Monitoring 2d environments with eye-tracking based agents
What kind of environments are our visual search strategies adapted to? Can they be transplanted to autonomous vehicles?
There is variation in the way people search for important features in their field of vision. The Virtual Eye project at OsloMet and Simula is developing computational models of eye gaze dynamics that capture this natural variation. It is thought that different search strategies are optimal in different types of environments (Schick et al. 2008). This thesis project will systematically test this hypothesis by developing simulations of environments monitored by artificial search agents. As a prototypical search task, the project will consider source localization (Hwang et al. 2019): for example, finding a food source by first locating a patch of odour, or finding an underwater leak by locating a patch of methane. To implement this, gradient-following will be added to current parameterized eye-gaze models. The efficiency of localization will be evaluated in environments that vary by patch size, patch complexity and patch sparsity. Patches will be generated from turbulent fluid motion using the software package GadenTools. The effect of model parameters will be evaluated across different environment types.
Goal
The goal of the thesis is to implement an autonomous vehicle simulation based on visual search models, and to identify the main relationships between optimal search parameters and environment properties.
Learning outcome
The student will gain experience with movement planning for autonomous vehicles, with applications in environmental monitoring. In addition, the student will have experience with high performance computing, running large simulation experiments, and drawing scientific conclusions.
Qualifications
The student should be comfortable with coding in Python and with differential equations.

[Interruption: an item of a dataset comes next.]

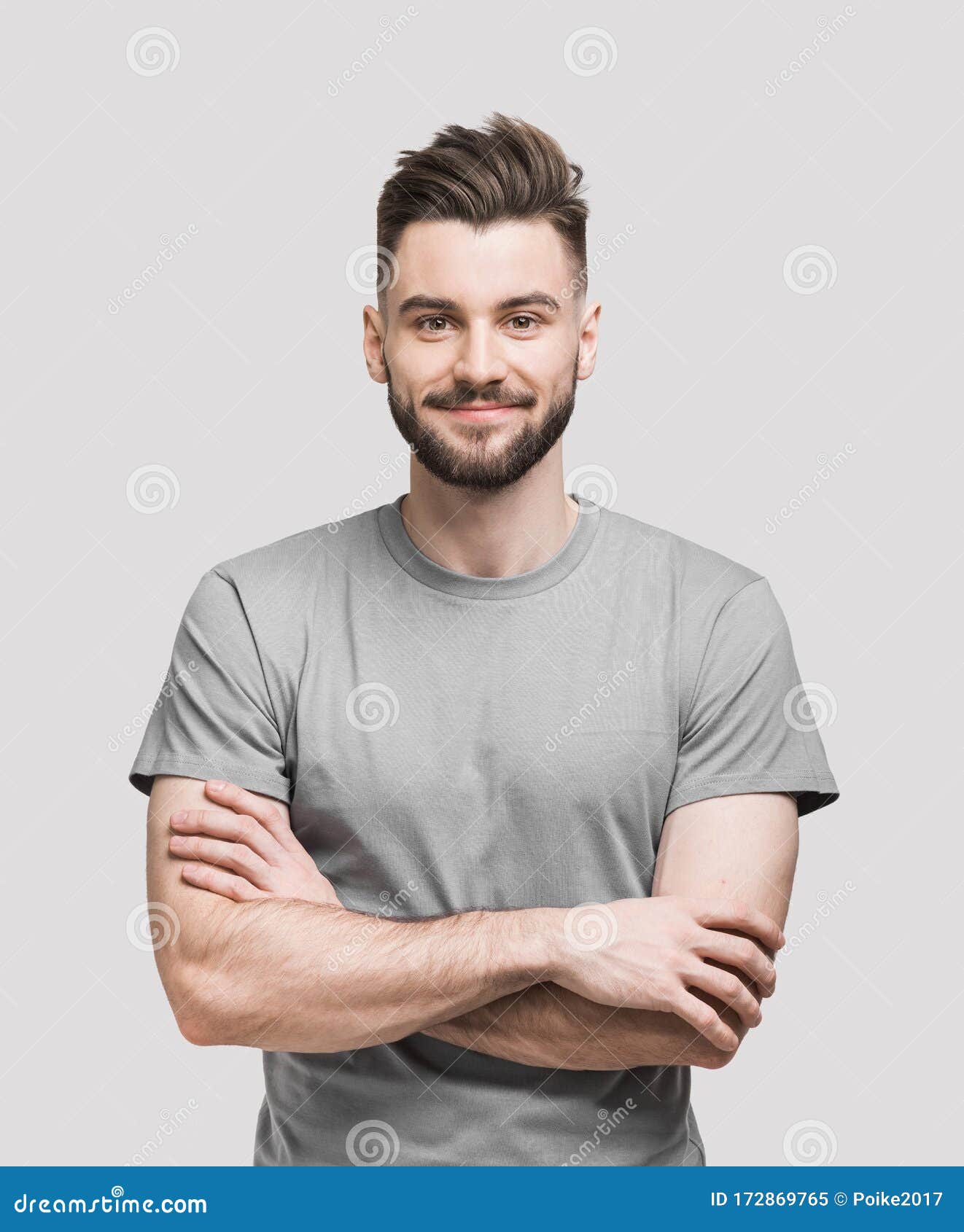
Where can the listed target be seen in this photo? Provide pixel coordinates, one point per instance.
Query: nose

Experience with git/Github, and enrollment in cybernetics or robotics programs are advantageous.
Supervisors
- Alexander Szorkovszky
- Pedro Lind
Collaboration partners
- OsloMet AI Lab
References
- Hwang, J., Bose, N., & Fan, S. (2019). AUV adaptive sampling methods: A review. Applied Sciences, 9(15), 3145.
- Schick, R. S., Loarie, S. R., Colchero, F., Best, B. D., Boustany, A., Conde, D. A., ... & Clark, J. S. (2008). Understanding movement data and movement processes: current and emerging directions. Ecology Letters, 11(12), 1338-1350.